Wu Wei: Spring Fever is touching for its “genuine” queerness

Wu Wei: Spring Fever is touching for its “genuine” queerness

“If you really want to make queer films, you should learn to create genuinely.” When it comes to queer arthouse cinema in China, you’d be hard pressed to find a better film from the past 10 years than Lou Ye’s Spring Fever. Wu Wei, the film’s actor and screenwriter, joins Shanghai Queer film Festival this year as a judge on our short film competition panel. We spoke to him about his experiences working on Spring Fever, and invited him to share his thoughts on queer cinema.


2Director Lou Ye’s Spring Fever was nominated for Cannes main competition and won the Best Screenwriter Award. It was the first time that Chinese films won this prize among the three biggest film festivals. As both the actor and live screenwriter, and working closely with director Lou Ye, would you love to talk about your coorportion? For instance, what impressed you most during the shooting process?

My first film experience is to play a gay character. Similarly, this film is also Lou’s first time to touch upon gay topics. It is very meaningful to both of us. Lou was at his period when he was forbidden to shoot films, and thus he consciously did some candid and secret shooting, and didn’t interfere the actors. Therefore, during that period of time, I felt that I was living and getting into a relationship in Nanjing, and sometimes I totally forgot I was acting a film.


As it’s almost been ten years, how do you see the film Spring Fever right now?

It was that kind of documentary way of shooting that made every one of the team kept a genuine and sincere attitude, and made the film present audiences with a strong sense of “on-the-spot record”. I think this is also why the film moved the judges.


Why did you leave Beijing, the city where you have lived for many years, and started your studio in Shanghai recently? What’s your plan and consideration? Especially regarding Chinese film industry, do you have anything to say and share?

Film belongs to cultural industry. I want to quote Mrs.

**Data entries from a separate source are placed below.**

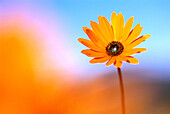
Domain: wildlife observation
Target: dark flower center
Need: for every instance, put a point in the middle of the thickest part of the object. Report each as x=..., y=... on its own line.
x=114, y=48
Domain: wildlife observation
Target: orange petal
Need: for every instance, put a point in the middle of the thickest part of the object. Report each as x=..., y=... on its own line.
x=133, y=51
x=90, y=44
x=127, y=28
x=137, y=41
x=134, y=34
x=118, y=24
x=132, y=60
x=111, y=61
x=106, y=28
x=92, y=37
x=118, y=63
x=91, y=53
x=96, y=28
x=114, y=23
x=100, y=60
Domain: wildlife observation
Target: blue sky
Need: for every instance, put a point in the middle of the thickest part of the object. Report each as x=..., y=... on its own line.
x=153, y=15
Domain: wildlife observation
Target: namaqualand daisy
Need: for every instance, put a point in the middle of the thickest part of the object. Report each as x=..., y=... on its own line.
x=113, y=43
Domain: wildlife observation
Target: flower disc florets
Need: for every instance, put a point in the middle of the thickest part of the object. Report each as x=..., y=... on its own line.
x=114, y=48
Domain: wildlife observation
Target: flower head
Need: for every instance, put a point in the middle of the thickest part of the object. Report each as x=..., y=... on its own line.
x=113, y=43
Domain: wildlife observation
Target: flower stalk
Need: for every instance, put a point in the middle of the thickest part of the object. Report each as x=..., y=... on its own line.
x=122, y=90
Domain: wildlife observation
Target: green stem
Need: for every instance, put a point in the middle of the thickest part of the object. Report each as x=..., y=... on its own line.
x=122, y=90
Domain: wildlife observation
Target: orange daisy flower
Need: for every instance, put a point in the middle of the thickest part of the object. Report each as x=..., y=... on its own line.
x=113, y=43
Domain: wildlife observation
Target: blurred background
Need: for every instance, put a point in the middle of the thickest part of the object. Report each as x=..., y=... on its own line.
x=43, y=72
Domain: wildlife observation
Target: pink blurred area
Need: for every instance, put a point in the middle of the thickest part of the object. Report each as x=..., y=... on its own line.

Li Yinhe that, people paid too much attention on the word “industry”, but neglected the “culture”. Culture needs innovative ideas, whose condition is free expression. Chinese film industry’s biggest problem is that too much rules and policities killed people’s passion and talent.

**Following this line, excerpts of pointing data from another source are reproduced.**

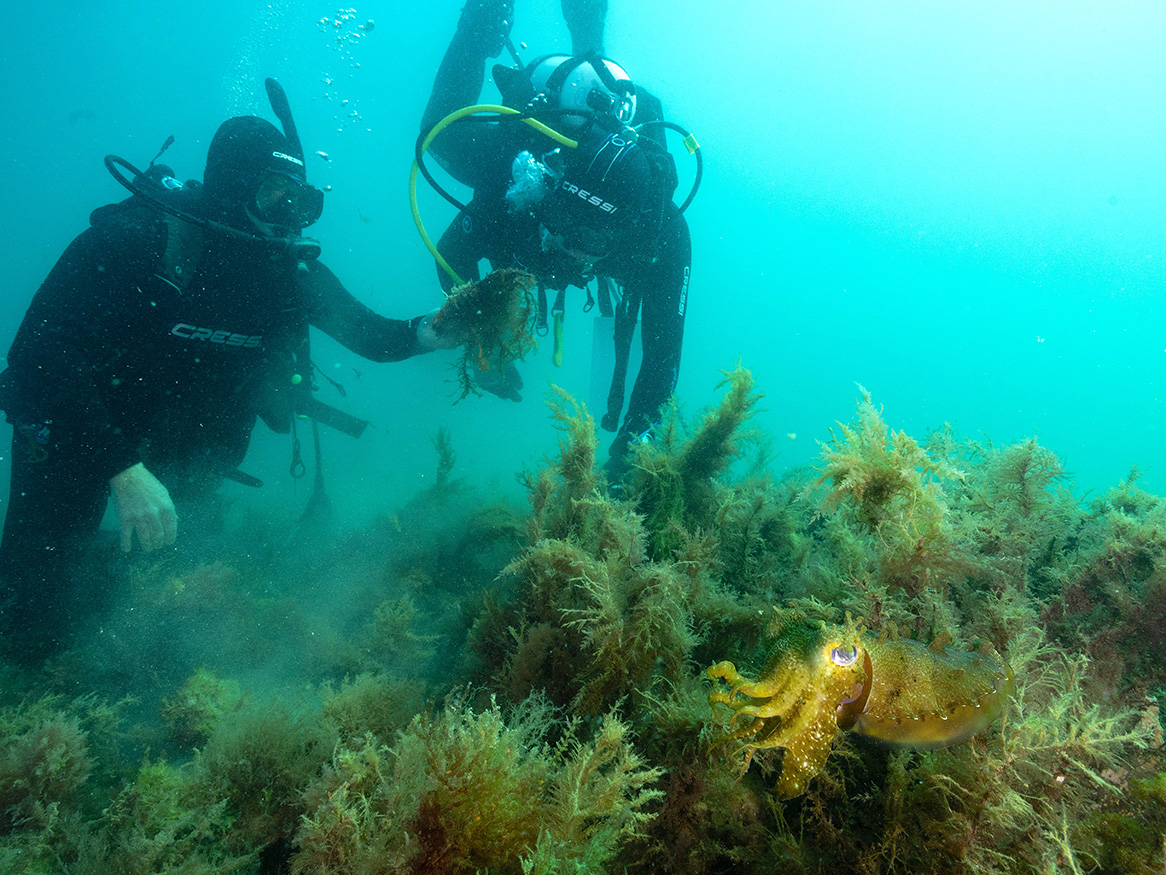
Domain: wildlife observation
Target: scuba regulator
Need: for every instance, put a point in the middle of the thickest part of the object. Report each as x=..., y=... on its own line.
x=159, y=187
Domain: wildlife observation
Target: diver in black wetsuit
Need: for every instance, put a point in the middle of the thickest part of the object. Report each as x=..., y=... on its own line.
x=601, y=210
x=149, y=351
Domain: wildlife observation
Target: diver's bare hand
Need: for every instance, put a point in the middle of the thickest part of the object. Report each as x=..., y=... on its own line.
x=144, y=505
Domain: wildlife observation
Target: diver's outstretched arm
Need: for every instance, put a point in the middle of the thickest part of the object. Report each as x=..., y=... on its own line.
x=480, y=34
x=584, y=20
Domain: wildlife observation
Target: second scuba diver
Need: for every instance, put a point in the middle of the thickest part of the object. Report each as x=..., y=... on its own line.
x=602, y=210
x=163, y=331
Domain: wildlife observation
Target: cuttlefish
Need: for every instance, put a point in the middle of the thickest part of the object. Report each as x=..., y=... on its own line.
x=821, y=678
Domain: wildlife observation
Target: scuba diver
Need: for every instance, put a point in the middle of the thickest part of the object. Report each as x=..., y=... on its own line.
x=590, y=202
x=163, y=331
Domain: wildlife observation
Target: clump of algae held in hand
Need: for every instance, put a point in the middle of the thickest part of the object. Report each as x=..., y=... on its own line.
x=493, y=319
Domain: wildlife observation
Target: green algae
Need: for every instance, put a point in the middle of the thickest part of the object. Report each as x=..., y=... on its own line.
x=522, y=692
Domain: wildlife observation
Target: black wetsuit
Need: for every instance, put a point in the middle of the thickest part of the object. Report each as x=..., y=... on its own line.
x=654, y=275
x=118, y=361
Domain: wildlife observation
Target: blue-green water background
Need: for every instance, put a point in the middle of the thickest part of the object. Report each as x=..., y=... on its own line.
x=959, y=207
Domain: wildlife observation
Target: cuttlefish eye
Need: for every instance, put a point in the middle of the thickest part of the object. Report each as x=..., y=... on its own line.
x=844, y=657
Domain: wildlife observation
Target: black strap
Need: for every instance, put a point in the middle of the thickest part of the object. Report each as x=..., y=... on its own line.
x=626, y=315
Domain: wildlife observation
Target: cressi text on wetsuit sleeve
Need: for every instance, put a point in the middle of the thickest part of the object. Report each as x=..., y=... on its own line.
x=662, y=286
x=81, y=321
x=334, y=310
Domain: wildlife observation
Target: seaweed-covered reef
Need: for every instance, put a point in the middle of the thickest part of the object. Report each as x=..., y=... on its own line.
x=527, y=692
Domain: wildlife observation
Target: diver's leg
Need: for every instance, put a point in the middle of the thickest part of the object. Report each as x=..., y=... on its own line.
x=584, y=21
x=665, y=289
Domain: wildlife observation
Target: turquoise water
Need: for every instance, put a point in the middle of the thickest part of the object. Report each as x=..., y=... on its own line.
x=959, y=208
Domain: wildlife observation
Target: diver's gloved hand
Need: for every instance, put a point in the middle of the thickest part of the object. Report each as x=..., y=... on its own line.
x=429, y=338
x=485, y=25
x=144, y=505
x=503, y=382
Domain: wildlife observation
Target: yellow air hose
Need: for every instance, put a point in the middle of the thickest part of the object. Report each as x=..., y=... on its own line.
x=429, y=138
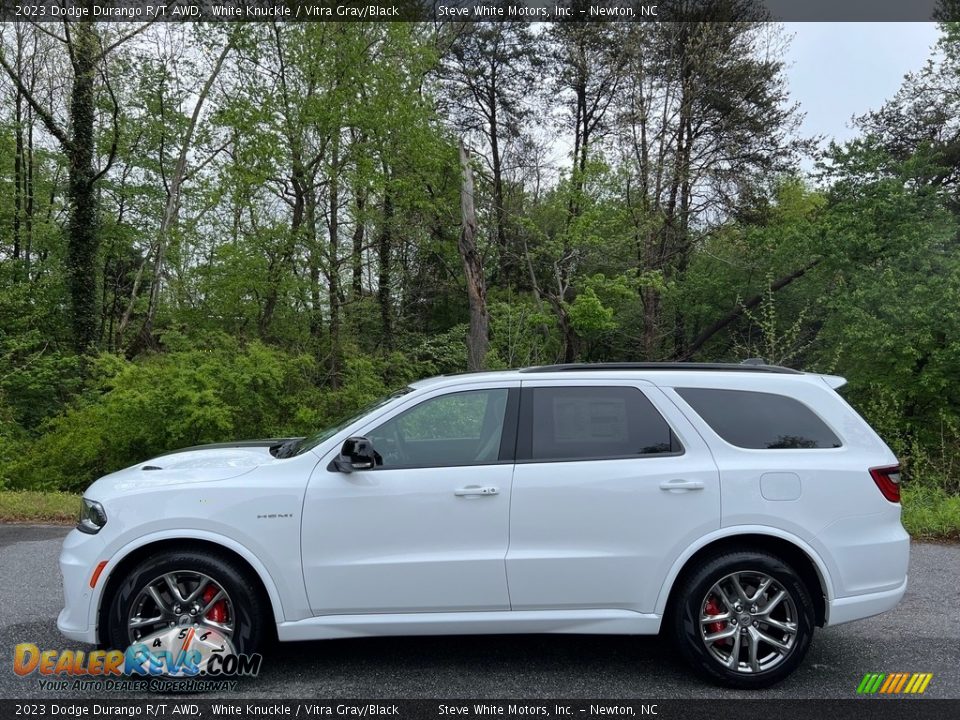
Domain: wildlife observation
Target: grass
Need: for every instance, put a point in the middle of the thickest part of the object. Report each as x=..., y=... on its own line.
x=38, y=507
x=928, y=514
x=931, y=514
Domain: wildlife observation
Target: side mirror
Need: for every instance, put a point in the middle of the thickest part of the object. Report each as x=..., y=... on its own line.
x=357, y=453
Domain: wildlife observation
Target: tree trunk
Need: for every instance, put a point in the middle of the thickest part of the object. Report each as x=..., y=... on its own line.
x=83, y=235
x=333, y=263
x=384, y=247
x=478, y=338
x=356, y=256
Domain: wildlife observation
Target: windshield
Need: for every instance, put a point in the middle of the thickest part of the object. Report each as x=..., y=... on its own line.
x=327, y=433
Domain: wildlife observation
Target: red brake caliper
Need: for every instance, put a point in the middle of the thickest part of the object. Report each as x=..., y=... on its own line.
x=711, y=608
x=218, y=613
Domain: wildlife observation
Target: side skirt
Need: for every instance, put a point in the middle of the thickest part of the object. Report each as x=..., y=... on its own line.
x=586, y=622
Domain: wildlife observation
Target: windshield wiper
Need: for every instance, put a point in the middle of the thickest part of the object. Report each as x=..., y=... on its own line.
x=287, y=448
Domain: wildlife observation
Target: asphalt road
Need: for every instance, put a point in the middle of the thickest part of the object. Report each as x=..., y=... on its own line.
x=921, y=635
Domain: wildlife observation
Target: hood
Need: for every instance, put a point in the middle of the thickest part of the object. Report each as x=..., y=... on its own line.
x=202, y=463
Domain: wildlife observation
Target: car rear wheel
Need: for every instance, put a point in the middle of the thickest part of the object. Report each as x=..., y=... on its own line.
x=743, y=618
x=197, y=593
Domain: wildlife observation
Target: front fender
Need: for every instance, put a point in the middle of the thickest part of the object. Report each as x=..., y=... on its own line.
x=185, y=534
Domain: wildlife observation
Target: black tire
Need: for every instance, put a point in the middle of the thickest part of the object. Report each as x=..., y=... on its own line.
x=250, y=609
x=694, y=594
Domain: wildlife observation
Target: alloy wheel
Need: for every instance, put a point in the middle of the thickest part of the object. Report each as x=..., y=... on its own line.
x=748, y=622
x=181, y=598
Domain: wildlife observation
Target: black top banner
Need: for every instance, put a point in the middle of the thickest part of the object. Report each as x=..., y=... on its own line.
x=479, y=10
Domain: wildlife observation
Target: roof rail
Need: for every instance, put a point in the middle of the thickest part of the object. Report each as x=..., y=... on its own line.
x=648, y=366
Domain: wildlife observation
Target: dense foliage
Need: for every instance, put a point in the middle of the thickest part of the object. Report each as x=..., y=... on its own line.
x=249, y=231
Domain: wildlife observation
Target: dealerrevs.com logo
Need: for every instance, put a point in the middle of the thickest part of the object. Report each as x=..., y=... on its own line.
x=188, y=658
x=894, y=683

What do you think is the main difference between Asian queer films and those in other regions in the world?

Most of the Asian queer films are from China or southeastern countries. I feel like queer films in these areas focus more on conflicts between one’s sex orientation and his/her family and the mainstream society, and also social dilemmas of distinct gender identities. On the other hand, Western queer films focus more on characters’ own desires, and the confusions on their way to achieve their own values.


You have agreed to be a judge for SHQFF. What kind of potential do you see in this film festival? How would you suggest SHQFF further develop its presence on the world stage?

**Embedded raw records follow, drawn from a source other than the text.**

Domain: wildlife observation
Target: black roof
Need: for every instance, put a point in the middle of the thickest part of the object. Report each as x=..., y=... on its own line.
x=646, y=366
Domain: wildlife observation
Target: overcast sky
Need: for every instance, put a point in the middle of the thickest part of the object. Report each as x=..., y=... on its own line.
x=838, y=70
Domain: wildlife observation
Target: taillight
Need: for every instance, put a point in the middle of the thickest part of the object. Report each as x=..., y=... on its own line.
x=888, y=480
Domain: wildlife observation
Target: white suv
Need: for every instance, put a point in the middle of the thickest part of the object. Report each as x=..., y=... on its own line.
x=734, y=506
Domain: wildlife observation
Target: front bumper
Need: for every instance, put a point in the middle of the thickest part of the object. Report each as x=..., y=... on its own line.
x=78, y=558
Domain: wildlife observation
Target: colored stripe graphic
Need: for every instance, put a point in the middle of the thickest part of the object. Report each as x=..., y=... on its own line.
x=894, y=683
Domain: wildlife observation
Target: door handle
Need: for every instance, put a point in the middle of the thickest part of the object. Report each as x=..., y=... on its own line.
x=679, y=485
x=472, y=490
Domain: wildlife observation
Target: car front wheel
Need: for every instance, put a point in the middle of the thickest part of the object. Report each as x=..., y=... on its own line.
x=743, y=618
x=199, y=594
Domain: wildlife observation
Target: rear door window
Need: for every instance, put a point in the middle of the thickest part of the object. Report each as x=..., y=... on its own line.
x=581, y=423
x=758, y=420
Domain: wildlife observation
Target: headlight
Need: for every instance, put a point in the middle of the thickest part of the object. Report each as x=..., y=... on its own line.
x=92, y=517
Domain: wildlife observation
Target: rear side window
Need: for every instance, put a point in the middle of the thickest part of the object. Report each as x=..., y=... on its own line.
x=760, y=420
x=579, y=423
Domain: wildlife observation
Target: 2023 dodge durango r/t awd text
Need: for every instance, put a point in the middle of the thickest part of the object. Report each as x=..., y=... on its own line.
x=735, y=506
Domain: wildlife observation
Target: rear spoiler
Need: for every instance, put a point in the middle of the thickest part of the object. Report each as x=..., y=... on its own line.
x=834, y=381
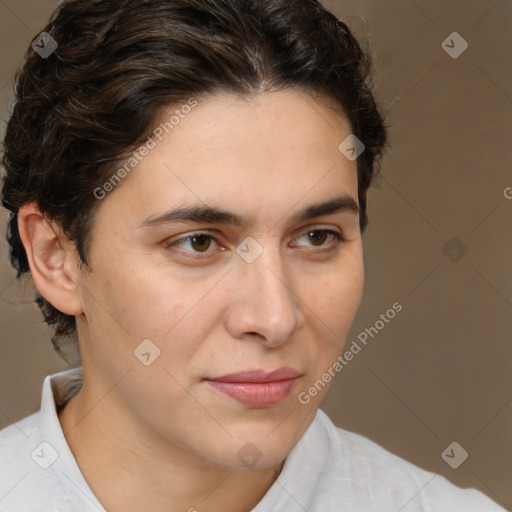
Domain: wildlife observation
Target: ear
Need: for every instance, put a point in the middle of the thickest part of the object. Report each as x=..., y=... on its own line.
x=53, y=260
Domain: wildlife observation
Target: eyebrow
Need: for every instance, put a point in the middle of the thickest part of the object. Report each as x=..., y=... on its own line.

I participated in some planning meetings of the film festival in early stages. I therefore know that the organizers of the film festival are a group of passionate, profesional and very responsible people. I believe this film festival will become a very iconic festival.

On the other hand, I think that under the condition of the “queer” theme, the film festival should focus more on films themselves when choosing films and awarding prizes. And I feel that the organizers feel the same way as well. Therefore, this is not a suggestion, but a reminder that it’s something you should keep and insist. Only by that, filmmakers will be willing to identify with the film festival, and then the queer community will be able to identify with you as well. This will also make “queer culture” to spread out to more non-queer communities easier. In addition, I also suggest that you can set up a “audience award prize” if possible, to differenciate films that audeinces like and films that judges like.


Do you personally have any favourite Asian queer short films or films, especially films that made by Chinese filmmakers? If so, please recommend us some.

I don’t watch short movies very often. As for longer ones, one of the most impressive ones are Thanatos, Drunk from Taiwan, and a Korean film called Doheeya.


So far, Chinese officials show an unclear attitude towards LGBTQIA communities. Under this circumstance, what do you think Chinese queer films should work on, and what kind of expectations do you have on them?

First, I’m not sure what’s “Chinese queer film”, but I’m sure that it’s not a genre. I think maybe there’s only very few Chinese films which have queer elements. Indeed, it has something to do with the official, but at the same time this indicates traditional public entertainments’ attitude towards “queer”. Nevertheless, this can’t represent young people. On the internet, “queer” has already been a kind of essential element to attract people. For instance, “queer” has already become a literal genre among online literature; “queer” streaming dramas also became a great hit, and queer elements even became an important part when celebrities do self promotions. All these clues show that “queer films” actually have a very large development space. However, the official’s attitude will directly affect fundraising and publication, which leads to the fact that filmmakers have to use a “tricky” or a “smooth” attitude to deal with the “queer” elements in the films. And as for films produced uder this kind of circumstance, I won’t have any expectations.

As for what we should do or try to do, I have no idea, to be honest. But if you really want to make a queer film, you should learn to create genuinely. Don’t use “queer” as an eye-catchy element.